“田隊長喊我來的,讓我問問你們吃飯不吃飯,喊你們交糧食,交糧票。”張豔打量著大房子,羨慕嫉妒恨,她那土房西個人才六七平,牆皮掉土,炕上全是灰,地上也都是土,裡面還暗的不行。
哪像這間有窗戶的磚房明亮!
“我們今天先不去吃飯了,隨便對付一點。張知青你先回吧,下次進來先敲門,沒經過允許的闖入和小偷有什麼區別?”
“誰稀罕進你們房子?”張豔嘖了一聲,“我們那邊都是首接推門進的,就你矯情。”
說完,就哐門走了。
蘇婉晴冷笑一聲,看來她得好好教育一下張豔了,隨後將門鎖死,這才看向周硯深:
“硯深同志,鍋碗瓢盆我們是帶齊了。我想著,咱們能不能自己在屋外搭個簡易的灶臺,以後自己開火做飯?就不去知青點吃大鍋飯了。”
今天剛到知青點,她就瞥見那大鍋飯裡煮的是什麼——玉米麵糊糊,黑乎乎的窩窩頭,煮白菜。

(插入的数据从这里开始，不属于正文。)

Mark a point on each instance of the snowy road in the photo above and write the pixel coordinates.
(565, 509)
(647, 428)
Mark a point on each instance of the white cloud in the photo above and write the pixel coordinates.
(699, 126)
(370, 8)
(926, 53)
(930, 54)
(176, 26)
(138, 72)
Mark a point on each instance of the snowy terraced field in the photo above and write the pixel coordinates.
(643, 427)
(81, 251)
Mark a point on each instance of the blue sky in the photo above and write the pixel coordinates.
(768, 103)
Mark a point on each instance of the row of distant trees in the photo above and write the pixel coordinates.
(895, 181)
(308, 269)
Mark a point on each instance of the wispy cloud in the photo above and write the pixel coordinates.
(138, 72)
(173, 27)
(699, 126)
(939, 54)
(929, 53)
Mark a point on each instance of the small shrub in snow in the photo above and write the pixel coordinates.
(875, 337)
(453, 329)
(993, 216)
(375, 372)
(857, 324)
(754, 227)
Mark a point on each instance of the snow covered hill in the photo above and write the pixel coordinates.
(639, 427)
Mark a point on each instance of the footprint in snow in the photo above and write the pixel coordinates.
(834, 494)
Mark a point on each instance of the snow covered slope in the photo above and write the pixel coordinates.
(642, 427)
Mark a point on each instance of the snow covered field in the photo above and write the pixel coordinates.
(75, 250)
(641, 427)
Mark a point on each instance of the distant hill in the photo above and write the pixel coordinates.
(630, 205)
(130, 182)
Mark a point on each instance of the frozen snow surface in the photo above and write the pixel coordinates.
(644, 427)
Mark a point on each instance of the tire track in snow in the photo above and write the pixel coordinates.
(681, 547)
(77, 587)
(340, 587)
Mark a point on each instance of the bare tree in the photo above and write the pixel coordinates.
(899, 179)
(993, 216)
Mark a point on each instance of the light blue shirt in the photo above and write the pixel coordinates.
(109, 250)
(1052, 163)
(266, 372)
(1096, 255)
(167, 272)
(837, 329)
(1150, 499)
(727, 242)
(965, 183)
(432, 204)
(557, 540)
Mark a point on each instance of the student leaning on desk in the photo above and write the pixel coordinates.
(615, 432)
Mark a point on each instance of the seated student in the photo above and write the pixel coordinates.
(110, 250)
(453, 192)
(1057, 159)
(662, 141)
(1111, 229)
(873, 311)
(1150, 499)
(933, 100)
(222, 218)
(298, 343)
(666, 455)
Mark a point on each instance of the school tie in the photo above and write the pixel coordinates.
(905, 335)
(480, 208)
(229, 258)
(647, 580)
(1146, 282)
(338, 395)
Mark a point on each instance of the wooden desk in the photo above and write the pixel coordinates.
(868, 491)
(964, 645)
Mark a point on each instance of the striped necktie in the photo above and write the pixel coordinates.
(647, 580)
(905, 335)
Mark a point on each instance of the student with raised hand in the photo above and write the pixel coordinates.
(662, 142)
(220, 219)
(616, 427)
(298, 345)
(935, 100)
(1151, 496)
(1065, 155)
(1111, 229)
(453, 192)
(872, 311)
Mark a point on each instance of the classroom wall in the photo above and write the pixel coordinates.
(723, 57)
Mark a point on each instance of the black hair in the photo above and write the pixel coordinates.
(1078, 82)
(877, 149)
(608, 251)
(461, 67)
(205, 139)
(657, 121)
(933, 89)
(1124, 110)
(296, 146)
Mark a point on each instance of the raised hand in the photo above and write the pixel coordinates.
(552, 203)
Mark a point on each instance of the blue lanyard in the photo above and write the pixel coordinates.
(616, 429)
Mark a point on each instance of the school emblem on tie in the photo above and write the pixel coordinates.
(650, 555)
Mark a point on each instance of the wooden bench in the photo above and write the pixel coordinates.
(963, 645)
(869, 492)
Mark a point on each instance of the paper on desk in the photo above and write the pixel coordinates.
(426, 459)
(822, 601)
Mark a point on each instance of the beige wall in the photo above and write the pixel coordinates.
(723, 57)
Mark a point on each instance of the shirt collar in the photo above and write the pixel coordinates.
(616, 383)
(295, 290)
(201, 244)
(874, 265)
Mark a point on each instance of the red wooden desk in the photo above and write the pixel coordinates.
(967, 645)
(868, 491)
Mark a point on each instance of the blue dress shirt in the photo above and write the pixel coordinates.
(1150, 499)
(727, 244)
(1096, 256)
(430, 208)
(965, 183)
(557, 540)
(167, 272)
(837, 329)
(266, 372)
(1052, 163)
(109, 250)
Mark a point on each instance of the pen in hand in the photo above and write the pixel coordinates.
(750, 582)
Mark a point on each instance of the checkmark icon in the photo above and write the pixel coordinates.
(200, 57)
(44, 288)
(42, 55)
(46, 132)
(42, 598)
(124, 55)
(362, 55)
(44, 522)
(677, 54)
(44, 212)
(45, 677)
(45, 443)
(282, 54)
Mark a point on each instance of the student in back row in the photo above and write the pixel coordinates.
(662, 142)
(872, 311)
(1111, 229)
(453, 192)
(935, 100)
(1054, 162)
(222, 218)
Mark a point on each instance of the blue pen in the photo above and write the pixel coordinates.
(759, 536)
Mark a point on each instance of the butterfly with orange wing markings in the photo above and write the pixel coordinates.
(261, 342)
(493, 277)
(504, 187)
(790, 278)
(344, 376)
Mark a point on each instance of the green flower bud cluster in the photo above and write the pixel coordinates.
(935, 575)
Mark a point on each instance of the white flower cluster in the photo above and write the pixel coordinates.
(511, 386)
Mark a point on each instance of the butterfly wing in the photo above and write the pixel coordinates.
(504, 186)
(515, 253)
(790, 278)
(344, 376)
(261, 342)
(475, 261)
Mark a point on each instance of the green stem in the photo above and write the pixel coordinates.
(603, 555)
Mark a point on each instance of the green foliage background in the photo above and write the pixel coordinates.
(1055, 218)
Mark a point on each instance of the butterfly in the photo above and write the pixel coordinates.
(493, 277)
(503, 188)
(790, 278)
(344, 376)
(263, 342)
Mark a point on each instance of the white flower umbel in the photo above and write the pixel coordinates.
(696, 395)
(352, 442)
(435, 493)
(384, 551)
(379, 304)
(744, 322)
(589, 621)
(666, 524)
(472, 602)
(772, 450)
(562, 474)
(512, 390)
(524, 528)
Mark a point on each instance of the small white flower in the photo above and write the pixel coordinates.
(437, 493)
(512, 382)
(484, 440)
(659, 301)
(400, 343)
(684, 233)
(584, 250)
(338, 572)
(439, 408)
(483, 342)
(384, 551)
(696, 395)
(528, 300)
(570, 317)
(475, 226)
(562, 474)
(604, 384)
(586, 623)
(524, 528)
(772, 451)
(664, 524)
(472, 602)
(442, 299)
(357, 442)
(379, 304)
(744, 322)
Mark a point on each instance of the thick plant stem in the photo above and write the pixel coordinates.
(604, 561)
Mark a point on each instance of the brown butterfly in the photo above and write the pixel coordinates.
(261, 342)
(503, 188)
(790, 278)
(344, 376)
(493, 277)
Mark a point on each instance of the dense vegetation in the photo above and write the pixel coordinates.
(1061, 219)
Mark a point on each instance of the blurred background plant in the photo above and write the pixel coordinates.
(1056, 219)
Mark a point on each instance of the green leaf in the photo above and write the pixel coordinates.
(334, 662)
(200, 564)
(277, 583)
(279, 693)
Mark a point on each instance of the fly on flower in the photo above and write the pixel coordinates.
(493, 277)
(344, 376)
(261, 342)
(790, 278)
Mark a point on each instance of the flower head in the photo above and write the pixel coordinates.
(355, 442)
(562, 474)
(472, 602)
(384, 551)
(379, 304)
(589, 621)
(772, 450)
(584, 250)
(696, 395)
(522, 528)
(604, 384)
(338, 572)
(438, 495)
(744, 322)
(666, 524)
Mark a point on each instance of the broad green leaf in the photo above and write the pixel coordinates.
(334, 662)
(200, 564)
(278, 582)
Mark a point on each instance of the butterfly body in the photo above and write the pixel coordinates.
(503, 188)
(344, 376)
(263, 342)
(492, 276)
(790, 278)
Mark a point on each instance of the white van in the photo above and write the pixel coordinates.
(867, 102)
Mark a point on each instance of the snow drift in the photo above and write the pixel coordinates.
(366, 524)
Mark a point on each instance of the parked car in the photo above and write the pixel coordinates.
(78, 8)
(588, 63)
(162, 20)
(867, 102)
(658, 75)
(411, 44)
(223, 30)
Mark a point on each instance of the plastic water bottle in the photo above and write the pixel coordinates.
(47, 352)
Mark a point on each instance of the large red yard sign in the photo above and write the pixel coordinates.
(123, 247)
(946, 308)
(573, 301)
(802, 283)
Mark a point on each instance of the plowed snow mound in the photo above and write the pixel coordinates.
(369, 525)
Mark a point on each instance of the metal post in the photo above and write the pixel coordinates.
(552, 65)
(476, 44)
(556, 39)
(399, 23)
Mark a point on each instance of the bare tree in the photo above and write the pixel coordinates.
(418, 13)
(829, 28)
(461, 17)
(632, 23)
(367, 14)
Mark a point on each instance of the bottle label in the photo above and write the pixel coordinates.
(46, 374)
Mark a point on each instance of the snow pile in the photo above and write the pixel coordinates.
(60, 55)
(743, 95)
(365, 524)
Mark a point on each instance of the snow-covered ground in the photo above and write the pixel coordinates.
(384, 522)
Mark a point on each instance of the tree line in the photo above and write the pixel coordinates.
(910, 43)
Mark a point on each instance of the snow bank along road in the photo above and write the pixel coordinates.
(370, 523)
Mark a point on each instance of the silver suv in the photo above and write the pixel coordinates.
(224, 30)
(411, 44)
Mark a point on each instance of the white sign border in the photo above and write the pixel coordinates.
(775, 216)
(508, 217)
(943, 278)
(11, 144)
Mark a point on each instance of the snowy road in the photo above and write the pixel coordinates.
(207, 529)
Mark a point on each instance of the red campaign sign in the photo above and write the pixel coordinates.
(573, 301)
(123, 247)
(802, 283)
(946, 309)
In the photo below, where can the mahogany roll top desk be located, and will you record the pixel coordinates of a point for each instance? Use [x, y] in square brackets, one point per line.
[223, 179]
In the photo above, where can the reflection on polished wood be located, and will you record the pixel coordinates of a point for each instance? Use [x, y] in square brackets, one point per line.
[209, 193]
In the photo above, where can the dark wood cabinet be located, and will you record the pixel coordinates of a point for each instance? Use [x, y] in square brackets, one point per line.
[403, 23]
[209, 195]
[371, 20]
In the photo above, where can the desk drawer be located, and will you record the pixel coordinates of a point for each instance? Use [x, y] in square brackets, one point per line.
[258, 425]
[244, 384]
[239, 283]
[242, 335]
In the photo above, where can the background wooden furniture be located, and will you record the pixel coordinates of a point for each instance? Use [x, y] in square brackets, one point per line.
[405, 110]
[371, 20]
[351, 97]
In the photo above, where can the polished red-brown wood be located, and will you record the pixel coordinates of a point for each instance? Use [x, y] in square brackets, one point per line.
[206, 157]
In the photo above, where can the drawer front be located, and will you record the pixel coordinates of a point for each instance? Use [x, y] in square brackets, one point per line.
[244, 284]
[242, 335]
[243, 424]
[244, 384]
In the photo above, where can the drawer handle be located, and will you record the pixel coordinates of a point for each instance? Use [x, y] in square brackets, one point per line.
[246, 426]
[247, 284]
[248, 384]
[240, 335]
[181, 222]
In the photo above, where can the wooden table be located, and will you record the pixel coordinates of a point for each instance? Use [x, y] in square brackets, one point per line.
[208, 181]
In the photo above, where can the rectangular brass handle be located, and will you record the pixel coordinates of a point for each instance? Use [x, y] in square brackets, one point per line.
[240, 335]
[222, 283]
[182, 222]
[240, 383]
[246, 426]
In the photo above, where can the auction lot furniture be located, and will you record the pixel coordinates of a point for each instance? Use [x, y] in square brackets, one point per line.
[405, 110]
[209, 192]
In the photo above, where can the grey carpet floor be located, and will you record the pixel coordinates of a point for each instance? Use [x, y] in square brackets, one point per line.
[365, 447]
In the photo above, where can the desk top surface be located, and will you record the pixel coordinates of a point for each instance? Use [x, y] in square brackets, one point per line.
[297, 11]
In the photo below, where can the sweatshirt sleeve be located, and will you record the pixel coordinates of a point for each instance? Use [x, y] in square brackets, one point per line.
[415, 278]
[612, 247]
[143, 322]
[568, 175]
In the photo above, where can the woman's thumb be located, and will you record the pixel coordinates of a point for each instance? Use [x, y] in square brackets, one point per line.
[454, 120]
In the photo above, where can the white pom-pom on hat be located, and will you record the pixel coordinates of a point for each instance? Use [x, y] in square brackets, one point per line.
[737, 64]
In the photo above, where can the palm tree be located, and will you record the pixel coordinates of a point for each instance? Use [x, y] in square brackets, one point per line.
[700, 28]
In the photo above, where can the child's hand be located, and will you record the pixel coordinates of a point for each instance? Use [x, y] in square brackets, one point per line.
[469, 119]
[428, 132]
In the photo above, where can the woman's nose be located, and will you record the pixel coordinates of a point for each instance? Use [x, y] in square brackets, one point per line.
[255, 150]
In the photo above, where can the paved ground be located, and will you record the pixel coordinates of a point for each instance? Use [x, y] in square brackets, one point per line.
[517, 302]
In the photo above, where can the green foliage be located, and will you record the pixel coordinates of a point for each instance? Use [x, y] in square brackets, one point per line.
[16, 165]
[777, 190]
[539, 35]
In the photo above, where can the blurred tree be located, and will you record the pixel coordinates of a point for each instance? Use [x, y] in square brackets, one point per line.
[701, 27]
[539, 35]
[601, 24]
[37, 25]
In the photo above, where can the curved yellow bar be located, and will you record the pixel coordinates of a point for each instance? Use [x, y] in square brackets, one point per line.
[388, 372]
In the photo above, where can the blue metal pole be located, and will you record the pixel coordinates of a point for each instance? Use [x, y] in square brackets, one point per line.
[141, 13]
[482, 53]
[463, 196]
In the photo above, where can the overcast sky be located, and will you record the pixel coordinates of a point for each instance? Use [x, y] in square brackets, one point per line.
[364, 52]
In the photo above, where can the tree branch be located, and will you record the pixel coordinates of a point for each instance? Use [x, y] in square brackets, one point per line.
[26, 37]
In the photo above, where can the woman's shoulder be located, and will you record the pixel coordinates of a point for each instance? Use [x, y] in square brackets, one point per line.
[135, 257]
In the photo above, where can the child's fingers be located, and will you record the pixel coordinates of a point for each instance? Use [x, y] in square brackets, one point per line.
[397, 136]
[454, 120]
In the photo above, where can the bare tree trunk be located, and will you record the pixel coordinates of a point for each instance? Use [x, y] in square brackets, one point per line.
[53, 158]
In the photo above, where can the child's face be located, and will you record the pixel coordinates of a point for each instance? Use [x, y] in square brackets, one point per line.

如果沒吃的就算了,但空間裡那麼多好吃的,再讓她吃這些——她實在吃不下!
她空間裡這幾天可沒閒著,之前買的熟食和物資,十倍返還的能力天天都在用:炸魚十份,滷牛肉十份,紅燒肉紅燒肘子各十份!
等她明天把雞蛋等其他東西也全部金灌靈一遍,光是熟食就能美滋滋吃很久。自己開小灶,不僅能吃得香,還能神不知鬼不覺地把空間裡的好東西拿出來改善生活,幹嘛吃窩窩頭?
周硯深想了想道:“自己做飯是好...但會不會太辛苦你了?你還要去衛生所上班。”
“不辛苦的。我的工作最清閒,有時間。我就是想讓你能吃好點,你白天還要去挖渠,那麼重的體力活,光吃大鍋飯哪夠營養?身體會垮的。”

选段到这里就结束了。